Reciproci pregiudizi
Il rapporto tra arte contemporanea e impresa è frequentemente viziato da due pregiudizi che riguardano entrambi gli attori in campo. E sono preconcetti che diventano spesso degli ineludibili limiti ideologici in grado di minare l’efficacia delle interazioni, rendendole frettolose e superficiali per entrambi, e sovente non produttive. Il primo, da parte del mondo dell’arte, riguarda il fatto che l’azienda è percepita esclusivamente come un fornitore di materiali o un mecenate disinteressato, come se i contenuti dell’azienda o quelli stessi dell’arte non avessero alcun tipo di relazione. Il secondo, da parte aziendale, è basato sul percepire l’arte come un plus che riguarda esclusivamente il marketing, le modalità comunicative e il benessere dei dipendenti, senza immaginare come invece essa possa interagire con i contenuti aziendali, la forme organizzative o le modalità con cui nelle imprese si perseguono i propri obbiettivi.

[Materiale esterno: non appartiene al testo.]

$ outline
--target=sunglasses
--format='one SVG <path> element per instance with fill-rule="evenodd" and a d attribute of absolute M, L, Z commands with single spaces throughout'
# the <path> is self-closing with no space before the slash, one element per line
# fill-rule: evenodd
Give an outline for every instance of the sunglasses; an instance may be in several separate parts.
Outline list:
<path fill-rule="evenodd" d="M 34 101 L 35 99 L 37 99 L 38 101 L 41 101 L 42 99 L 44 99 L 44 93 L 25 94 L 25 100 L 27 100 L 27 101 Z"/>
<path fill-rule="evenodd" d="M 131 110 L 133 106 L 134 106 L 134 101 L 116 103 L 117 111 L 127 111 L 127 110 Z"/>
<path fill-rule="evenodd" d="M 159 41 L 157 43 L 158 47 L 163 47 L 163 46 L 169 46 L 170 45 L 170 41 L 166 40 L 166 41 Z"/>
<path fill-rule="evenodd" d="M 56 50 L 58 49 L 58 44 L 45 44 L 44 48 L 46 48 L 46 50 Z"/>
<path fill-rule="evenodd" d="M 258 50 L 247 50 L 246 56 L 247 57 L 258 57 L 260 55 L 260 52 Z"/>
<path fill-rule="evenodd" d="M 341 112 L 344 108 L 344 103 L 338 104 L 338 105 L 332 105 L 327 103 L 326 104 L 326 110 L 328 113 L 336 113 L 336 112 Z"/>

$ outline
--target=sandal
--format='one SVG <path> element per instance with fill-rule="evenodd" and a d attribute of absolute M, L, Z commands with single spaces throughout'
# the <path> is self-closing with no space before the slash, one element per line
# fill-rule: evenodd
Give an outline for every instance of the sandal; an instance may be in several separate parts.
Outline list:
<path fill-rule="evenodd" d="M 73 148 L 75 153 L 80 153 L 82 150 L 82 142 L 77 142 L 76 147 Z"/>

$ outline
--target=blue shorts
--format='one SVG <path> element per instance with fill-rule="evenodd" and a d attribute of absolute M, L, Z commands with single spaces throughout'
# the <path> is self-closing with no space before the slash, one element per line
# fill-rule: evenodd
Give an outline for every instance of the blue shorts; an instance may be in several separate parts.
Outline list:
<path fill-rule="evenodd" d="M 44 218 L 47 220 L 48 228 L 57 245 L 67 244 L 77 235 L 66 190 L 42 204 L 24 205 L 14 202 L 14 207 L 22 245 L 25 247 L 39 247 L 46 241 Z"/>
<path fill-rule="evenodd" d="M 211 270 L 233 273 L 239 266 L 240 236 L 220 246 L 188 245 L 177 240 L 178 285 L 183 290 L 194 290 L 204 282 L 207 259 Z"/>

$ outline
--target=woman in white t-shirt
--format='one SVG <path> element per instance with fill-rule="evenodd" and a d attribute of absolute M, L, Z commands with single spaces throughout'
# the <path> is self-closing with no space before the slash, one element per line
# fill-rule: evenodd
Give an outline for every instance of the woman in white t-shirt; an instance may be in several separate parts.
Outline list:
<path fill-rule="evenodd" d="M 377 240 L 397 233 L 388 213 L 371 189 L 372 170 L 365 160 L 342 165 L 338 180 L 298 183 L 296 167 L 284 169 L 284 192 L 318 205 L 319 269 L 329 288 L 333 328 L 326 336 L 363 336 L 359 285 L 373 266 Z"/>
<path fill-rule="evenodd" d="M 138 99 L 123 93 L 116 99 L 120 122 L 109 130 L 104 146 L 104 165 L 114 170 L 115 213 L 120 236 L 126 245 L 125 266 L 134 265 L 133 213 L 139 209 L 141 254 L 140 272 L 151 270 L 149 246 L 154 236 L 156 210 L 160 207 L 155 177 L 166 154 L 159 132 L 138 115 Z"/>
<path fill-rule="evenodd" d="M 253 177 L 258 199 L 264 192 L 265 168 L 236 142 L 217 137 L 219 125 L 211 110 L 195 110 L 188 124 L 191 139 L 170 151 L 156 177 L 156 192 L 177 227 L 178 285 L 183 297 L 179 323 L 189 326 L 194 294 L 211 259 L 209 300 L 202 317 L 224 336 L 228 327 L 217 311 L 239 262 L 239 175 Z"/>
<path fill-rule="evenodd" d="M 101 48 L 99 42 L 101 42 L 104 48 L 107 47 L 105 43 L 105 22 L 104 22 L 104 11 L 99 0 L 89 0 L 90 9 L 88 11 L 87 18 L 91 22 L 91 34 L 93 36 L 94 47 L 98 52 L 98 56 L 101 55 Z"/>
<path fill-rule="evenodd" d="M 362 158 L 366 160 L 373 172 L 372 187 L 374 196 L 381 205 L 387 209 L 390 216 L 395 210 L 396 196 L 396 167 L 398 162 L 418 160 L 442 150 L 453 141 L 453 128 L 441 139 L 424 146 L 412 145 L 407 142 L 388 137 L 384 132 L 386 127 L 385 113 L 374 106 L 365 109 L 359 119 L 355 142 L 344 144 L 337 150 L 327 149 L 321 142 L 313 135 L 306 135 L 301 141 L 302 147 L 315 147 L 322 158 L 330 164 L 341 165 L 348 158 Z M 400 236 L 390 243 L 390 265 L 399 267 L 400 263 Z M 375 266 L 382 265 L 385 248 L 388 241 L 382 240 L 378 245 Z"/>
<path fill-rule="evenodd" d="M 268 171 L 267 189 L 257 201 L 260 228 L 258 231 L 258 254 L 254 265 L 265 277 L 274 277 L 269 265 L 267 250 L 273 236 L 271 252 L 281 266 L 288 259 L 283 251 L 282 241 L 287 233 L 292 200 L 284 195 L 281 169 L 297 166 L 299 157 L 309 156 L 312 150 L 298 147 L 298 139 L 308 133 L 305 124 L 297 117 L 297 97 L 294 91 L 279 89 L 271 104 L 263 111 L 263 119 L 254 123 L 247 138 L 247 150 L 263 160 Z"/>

La necessità di contaminarsi
Entrambi i pregiudizi sono originati da una conoscenza non approfondita dei due attori in campo e da un approccio ai rispettivi ambiti operativi in una modalità eccessivamente settoriale. Tali limiti fanno dell’azienda e degli artisti due elementi giustapposti, ciascuno dotato di un proprio sistema di riferimento, di capacità ideative, tecniche o estetiche, ma che, quando sono assieme, agiscono per semplice affiancamento, poiché ciascuna parte persegue i propri obbiettivi. In questo modo sono del tutto anestetizzate le potenzialità di innesco che potrebbero nascere dall’interazione, dalla reale contaminazione tra i due agenti, ciascuno dei quali è in qualche modo prigioniero della propria settorialità, dell’iperspecializzazione che ci rende comprensibili solo a chi parla esattamente la nostra lingua (questa è forse anche l’eredità del nostro sistema formativo in cui vige una rigida suddivisione, non più accettabile, tra discipline tecniche e humanities).
Cambiamenti di scenario
Il progetto Extra Ordinario nasce proprio dalla necessità di contaminarsi, a partire, occorre ammetterlo, dall’impasse dovuta al Covid-19. Da un lato gli studenti del corso di pittura dell’Atelier F dell’Accademia di Belle Arti di Venezia, tenacemente pungolati dal professor Carlo Di Raco, non dispongono più degli atelier poiché l’istituzione ha deciso di svolgere i corsi on-line, non consentendo ai giovani artisti di avere uno spazio di lavoro fisico (come può un giovane pittore lavorare senza un luogo in cui svolgere la propria ricerca, disponendo a malapena di un appartamento a Venezia condiviso con altri giovani studenti?). Dall’altra parte due grandi spazi nella disponibilità dell’agenzia creativa Vulcano nel complesso del Vega, a Marghera: uno è la sede dell’azienda, l’altro una recente acquisizione in attesa di una nuova destinazione d’uso. Ma all’improvviso gli spazi si svuotano, nessuno va in ufficio poiché il Covid-19 ha costretto i collaboratori a lavorare da casa. E questo fa scaturire una domanda: cosa fare in uno spazio vuoto nel momento in cui il lavoro appare così frazionato spazialmente e temporalmente?
La necessità di stare insieme
Extra Ordinario è così un progetto in cui si mescolano gli ingredienti, la fisicità degli spazi, il tempo degli artisti e quello dei collaboratori/clienti di Vulcano, che lavorano circondati dalle opere (nella sede in cui è ospitata la mostra dei diplomati che hanno appena terminato gli studi) o passeggiano sotto le volte di capannone industriale guardando con curiosità come esse nascono, cambiano, si evolvono (negli spazi del workshop). Ma nel contempo è un percorso in cui anche i giovani artisti, oltre a realizzare le opere, sono invitati a spiegare e rendere intellegibili i propri criteri operativi, motivare le proprie scelte espressive nelle letture di portfolio, negli incontri con gli art director o nelle visite di galleristi, curatori e collezionisti. Si rompe così un doppio isolamento, quello aziendale e quello dell’artista nel proprio studio. Mai come ora serve ridare vita, con la massima urgenza, a luoghi e situazioni in cui l’esperienza creativa possa svilupparsi, crescere, diffondersi. Con progetti a più mani, frutto di un pensiero e di un agire collettivo.